In 2014, Locke & Key was actually going to be made into a feature film, or three, as was announced at San Diego Comic-Con. Before the plans to bring it to the silver screen were formulated, Fox gave the series its first try. That time, it went far enough that a writer was hired and casting was complete. According to Deadline, the cast was set to be Mark Pellegrino, Miranda Otto, Jesse McCartney, Sarah Bolger, Skylar Gaertner, and Nick Stahl. The adaptation was going to be written by Josh Friedman and developed by DreamWorks TV. In the end, the pilot that year never actually went to air, though it was shown off at the 2011 Comic-Con, apparently mostly to tease fans of Locke & Key.
Hill working on the adaptation might be the magic behind getting Locke & Key made this time around. When talking about the project, he said the 7 years working on the graphic novel were the happiest times of his life.
“There still isn’t a day when I don’t think about those characters and miss visiting with them. The six books of the series are very like six seasons of a cable TV series and so it feels only natural to bring that world to the little screen and to see if we can’t scare the pants off viewers everywhere.”

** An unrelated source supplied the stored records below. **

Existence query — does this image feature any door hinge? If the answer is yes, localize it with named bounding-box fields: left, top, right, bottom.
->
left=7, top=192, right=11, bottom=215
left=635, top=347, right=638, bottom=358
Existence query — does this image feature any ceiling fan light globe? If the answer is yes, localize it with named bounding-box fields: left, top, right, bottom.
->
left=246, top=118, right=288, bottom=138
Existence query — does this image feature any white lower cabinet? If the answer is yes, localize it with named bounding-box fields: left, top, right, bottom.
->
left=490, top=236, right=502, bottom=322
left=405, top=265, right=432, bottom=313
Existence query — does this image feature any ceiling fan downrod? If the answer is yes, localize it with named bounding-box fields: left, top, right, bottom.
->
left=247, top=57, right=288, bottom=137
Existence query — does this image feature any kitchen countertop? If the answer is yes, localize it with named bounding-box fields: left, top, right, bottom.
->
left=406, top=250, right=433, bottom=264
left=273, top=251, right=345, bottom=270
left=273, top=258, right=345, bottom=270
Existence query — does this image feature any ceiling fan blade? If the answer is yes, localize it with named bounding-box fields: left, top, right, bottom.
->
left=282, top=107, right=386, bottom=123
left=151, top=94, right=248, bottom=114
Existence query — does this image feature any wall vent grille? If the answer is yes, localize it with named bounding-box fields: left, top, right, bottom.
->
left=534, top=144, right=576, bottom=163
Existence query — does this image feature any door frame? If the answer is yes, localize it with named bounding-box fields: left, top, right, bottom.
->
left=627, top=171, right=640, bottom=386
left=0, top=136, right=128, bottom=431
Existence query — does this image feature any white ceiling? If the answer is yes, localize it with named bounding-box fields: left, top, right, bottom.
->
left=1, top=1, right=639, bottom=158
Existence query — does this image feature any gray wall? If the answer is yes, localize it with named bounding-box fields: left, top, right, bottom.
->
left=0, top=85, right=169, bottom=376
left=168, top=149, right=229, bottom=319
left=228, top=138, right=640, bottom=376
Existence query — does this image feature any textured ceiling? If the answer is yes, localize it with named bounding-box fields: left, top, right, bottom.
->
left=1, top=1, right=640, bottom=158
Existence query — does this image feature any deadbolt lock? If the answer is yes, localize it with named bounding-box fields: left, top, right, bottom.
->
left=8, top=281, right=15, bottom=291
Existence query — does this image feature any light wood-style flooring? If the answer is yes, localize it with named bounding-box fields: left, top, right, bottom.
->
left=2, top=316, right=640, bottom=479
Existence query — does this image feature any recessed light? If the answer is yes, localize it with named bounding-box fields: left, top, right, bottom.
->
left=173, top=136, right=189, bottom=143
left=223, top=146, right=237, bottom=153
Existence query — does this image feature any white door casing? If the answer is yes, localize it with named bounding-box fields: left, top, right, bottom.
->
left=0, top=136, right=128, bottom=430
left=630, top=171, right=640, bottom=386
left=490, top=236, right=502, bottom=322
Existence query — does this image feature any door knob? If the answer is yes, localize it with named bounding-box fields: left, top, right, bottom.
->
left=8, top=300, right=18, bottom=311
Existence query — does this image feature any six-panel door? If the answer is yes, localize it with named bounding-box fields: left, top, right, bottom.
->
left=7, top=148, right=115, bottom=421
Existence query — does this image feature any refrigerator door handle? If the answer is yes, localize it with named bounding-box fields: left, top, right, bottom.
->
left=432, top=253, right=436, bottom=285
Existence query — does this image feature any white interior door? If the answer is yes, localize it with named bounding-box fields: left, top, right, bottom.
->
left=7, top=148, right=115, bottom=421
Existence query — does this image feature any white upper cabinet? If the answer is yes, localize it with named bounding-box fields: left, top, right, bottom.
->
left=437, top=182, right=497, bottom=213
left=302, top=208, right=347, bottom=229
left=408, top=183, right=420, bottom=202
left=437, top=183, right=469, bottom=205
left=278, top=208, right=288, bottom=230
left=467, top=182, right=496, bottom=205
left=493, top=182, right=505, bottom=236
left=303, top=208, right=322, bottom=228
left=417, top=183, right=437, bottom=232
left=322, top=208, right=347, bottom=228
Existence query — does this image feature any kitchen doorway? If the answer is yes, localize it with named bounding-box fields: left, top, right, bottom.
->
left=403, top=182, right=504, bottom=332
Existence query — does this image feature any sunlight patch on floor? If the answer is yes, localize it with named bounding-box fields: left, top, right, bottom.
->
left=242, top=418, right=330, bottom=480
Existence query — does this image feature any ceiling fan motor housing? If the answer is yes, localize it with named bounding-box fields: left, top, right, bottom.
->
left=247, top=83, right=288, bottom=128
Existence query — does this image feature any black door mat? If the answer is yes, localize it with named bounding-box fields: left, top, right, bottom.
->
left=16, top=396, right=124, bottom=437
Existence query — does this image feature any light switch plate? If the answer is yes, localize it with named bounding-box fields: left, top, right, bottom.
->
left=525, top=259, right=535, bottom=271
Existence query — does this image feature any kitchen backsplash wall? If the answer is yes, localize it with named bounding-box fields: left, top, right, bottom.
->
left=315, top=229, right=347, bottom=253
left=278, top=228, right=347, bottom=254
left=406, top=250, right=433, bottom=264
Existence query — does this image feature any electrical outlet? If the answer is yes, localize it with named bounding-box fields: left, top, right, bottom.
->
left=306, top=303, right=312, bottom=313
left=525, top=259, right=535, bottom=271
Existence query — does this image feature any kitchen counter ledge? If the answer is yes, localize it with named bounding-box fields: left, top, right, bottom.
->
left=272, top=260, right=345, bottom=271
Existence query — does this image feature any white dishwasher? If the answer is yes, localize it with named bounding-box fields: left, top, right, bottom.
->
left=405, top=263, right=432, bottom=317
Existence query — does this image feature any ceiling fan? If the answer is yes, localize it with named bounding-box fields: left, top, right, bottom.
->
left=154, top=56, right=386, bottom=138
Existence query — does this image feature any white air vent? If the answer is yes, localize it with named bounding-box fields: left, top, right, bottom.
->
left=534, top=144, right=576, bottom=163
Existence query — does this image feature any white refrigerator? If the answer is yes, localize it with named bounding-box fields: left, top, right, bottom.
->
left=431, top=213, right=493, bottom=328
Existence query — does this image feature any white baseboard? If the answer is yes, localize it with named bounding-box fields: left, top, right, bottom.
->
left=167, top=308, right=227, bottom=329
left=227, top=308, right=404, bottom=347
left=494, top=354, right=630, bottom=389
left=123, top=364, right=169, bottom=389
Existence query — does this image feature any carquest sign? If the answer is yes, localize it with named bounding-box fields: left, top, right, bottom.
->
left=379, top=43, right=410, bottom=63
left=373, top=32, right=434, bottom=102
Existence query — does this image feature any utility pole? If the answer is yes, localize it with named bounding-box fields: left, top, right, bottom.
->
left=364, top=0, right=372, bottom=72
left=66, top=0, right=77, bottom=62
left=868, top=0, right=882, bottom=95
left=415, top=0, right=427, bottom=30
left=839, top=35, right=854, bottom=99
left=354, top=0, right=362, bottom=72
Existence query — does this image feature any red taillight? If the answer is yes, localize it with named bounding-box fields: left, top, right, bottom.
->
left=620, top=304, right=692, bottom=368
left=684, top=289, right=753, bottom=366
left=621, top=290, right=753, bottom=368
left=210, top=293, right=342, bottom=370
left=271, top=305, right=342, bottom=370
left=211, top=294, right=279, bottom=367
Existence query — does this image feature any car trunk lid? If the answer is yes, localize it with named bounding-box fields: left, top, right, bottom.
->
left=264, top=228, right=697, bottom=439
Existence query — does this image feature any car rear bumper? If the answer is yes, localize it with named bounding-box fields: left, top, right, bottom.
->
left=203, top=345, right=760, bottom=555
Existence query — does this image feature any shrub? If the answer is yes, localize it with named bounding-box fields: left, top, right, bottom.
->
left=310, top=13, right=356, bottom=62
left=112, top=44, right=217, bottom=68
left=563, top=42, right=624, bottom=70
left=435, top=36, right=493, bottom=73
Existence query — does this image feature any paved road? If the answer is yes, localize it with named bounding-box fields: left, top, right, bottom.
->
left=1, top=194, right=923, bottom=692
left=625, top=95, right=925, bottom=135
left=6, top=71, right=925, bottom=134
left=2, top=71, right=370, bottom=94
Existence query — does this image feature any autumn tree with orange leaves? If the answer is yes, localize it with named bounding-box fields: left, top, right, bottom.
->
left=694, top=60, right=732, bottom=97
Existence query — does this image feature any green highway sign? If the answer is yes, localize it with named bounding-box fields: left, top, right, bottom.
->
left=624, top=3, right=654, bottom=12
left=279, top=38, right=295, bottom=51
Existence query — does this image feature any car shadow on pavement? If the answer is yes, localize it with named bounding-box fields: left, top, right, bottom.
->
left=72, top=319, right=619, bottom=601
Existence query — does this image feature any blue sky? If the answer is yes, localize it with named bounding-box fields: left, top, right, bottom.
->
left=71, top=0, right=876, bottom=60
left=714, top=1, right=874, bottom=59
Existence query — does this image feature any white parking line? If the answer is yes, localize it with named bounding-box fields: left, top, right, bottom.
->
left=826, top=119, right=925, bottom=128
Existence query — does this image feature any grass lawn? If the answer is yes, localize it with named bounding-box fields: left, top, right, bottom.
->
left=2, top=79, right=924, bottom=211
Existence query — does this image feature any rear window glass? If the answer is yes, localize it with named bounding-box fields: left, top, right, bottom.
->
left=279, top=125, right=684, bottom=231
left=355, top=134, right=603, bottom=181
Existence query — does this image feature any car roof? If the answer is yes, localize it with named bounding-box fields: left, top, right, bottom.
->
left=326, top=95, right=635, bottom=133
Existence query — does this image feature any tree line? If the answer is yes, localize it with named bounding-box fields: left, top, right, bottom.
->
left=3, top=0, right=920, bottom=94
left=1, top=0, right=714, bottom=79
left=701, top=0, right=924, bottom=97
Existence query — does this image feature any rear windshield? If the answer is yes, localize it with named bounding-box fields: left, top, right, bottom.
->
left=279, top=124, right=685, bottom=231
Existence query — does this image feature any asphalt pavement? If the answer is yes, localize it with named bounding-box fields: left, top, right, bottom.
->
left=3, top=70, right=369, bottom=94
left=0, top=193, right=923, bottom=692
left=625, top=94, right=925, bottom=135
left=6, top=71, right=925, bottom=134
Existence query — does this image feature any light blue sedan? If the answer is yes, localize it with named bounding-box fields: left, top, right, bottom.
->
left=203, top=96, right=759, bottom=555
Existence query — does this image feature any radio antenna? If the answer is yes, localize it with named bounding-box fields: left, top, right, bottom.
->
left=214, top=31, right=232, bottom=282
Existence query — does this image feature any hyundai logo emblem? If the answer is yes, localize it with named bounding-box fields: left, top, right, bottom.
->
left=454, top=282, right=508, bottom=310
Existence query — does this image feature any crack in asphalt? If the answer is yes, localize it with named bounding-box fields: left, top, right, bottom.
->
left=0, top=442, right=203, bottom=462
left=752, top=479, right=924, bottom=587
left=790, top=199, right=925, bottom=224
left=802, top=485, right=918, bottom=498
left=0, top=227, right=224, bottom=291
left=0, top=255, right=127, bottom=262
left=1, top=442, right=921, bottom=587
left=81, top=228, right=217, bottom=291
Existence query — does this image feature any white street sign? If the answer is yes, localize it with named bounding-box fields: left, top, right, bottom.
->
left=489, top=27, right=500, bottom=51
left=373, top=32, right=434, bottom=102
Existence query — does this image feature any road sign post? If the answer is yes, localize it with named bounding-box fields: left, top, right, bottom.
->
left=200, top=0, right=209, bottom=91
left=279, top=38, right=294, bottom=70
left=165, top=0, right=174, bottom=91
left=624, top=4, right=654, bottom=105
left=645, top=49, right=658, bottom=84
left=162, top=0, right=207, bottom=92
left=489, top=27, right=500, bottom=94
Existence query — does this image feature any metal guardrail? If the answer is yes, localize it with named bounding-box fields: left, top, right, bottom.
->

The story Hill wants to revisit in Locke & Key tells of Nina Locke and her three children: Tyler, Kinsey, and Bode. The family moves to Massachusetts, and the Key House after the patriarch of the family is murdered by a former student of his. Tyler, the oldest of the three children, is plagued by guilt because he feels as though it was his fault the killers went after his father in the first place. Kinsey is the middle child and a bit of a rebel as the only daughter. Bode, the youngest of the trio, is a bit of a troublemaker who first finds a key that does more than simply open the doors in the house.
The family in Locke & Key is beset by a villain from Tyler’s dad’s past and only the children have the power to win the day. The Locke & Key graphic novels were beloved because they were an interesting combination of family bonds, family history, and the supernatural. The plan for the adaptation is to produce the pilot and then find a network or a streaming service that will agree to take on Locke & Key.